The intermediaries who could make some sort of connection with the ineffable Creator were the most important figures in Jewish culture. The Old Testament prophets were presumed to hear the words of Gods and see the visions He offered; therein lay their prestige. The symbol of the High Priest's supreme authority was the ceremony on the Day of Atonement, when he was permitted to enter the sanctum sanctorum of the Jerusalem Temple, the empty room inhabited by the invisible presence of God, and directly offer sacrifice on behalf of the entire nation.
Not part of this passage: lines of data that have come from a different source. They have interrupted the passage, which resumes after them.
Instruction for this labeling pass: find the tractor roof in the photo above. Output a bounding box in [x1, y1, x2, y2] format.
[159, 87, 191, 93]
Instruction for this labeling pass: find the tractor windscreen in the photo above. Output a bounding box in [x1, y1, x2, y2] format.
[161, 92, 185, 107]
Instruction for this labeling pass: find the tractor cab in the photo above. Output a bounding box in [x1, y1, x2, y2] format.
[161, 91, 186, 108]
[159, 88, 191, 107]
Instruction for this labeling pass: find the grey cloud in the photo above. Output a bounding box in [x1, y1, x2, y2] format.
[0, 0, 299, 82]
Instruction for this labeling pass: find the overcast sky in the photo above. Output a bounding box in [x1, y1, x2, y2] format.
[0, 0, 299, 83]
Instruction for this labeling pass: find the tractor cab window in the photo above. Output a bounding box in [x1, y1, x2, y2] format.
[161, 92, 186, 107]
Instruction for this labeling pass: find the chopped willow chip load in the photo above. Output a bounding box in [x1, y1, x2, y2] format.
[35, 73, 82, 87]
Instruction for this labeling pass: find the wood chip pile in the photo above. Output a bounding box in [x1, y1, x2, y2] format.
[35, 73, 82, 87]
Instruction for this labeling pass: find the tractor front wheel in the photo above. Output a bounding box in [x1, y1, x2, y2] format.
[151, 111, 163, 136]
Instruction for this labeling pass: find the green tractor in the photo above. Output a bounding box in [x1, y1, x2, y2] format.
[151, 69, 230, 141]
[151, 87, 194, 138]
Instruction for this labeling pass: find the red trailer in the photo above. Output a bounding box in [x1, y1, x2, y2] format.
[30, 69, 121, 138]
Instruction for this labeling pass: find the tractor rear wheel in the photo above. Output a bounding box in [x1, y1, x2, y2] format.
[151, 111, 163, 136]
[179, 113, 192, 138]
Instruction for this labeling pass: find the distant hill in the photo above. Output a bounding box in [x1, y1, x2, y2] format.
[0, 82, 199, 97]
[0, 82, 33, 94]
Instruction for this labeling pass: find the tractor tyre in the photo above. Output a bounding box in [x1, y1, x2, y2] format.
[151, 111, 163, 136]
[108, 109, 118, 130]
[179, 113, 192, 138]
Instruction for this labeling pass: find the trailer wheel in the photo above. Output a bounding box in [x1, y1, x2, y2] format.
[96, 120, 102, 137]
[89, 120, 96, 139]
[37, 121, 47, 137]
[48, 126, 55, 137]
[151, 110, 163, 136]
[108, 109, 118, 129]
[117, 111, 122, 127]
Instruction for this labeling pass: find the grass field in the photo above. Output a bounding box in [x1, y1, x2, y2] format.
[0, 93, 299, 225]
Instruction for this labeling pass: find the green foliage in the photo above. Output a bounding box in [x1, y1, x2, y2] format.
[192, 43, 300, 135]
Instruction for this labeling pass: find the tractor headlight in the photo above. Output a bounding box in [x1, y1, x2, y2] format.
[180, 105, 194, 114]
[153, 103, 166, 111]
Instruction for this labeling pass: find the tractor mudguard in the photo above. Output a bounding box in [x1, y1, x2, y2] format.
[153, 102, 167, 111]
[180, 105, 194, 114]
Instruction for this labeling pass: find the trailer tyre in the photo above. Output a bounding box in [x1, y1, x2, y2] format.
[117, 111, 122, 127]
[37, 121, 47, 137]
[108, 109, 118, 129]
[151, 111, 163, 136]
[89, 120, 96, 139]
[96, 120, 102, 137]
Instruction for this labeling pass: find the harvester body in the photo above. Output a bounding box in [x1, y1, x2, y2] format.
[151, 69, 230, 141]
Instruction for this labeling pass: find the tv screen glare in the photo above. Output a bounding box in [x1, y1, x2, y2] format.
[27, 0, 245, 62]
But while the High Priest addressed God, we are never told that he presumed to hear Him. And certainly the High Priest could never claim to actually have seen the Lord of the Universe.
Yet at the time of Jesus, there seems to have been a popular legend that one Jew had seen God: Moses, to whom God had personally delivered the law. That legend can be found in a pseudepigraphal Jewish hymn of the period, written in Greek and called "Orphica" because it was attributed to Orpheus, the first man to enter Hades and return. The hymn is addressed to Orpheus' son Musaeus, and contains esoteric knowledge regarding the Hebrew God (here we see the practice, common at Jesus' time, of recasting Greek myth in terms of Jewish theology). Orpheus, who in the hymn is clearly cast as a scribal mystic, says, "My son, I will point out to you, whenever I notice his footsteps/ And the strong hand of the mighty God./ But I do not see him, because around [him] a cloud is set up,/ A thin one for me, but tenfold for all other people.... And no one has seen the ruler of mortal men,/ Except a certain unique man.... Yes he after this is established in the great heaven/ On a golden throne... He is entirely heavenly, and brings everything to completion on earth.../ Being.../ The one who received... the twin tablets of the law."
Here is a Moses who alone has seen "the ruler of mortal men," a vision denied even Orpheus, himself a legendary magical adept with ten times the mystical acuity of any other man. And Moses' vision, not his status as the law-giver, is the source of his authority and uniqueness. Moses sits on a heavenly throne, just like the risen Christ; he is the heavenly being who brings all things to completion on earth, just as the risen Christ could declare, "All power is given unto me in heaven and in earth" (Mt 28.18). The Orphic Moses is, in short, the paradigm of the risen Christ.
We can only speculate by what means Jesus might have convinced his followers that he, like Moses, had seen the face of God. Doubtless Jesus' return from certain death added to the credibility of whatever vision he shared with his inner circle. But perhaps it was ultimately a case of Jesus finally persuading himself of his cosmic purpose, and with that new fervor convincing his own disciples. We can imagine a man of no distinction until his mid-thirties, just a few years from what his culture considered old age, still overshadowed by his spiritual mentor, John the Baptist, perhaps believing as he was led to his death that he had utterly failed in his mission to proclaim the imminence of God's empire. Whatever his clinical status on the cross, it is likely that Jesus believed he had died and had been restored to life. In that experience -- as is the case with so many modern near-death encounters -- Jesus may have achieved an understanding of God and His purpose far more profound than anything he had imagined in all of his previous ascents into heaven.
Jesus could not have survived long after his descent from the cross; the gospels describe a very brief period, forty days at the most (Acts 1.3). If he did not succumb within days to the lingering physical effects of the crucifixion, blood poisoning or infection of his wounds would almost certainly have caused his death within weeks. During that time, the wealthy supporters who had purchased Jesus' body, fearful of the Roman authorities, might have furtively moved Jesus among their country villas and estates; at the same time, Jesus probably summoned to his side the disciples who had deserted him in Hinnom. And in those few days or weeks, a dying fugitive, proclaiming his ecstatic vision of God, converted his feckless disciples into the architects of an enduring faith.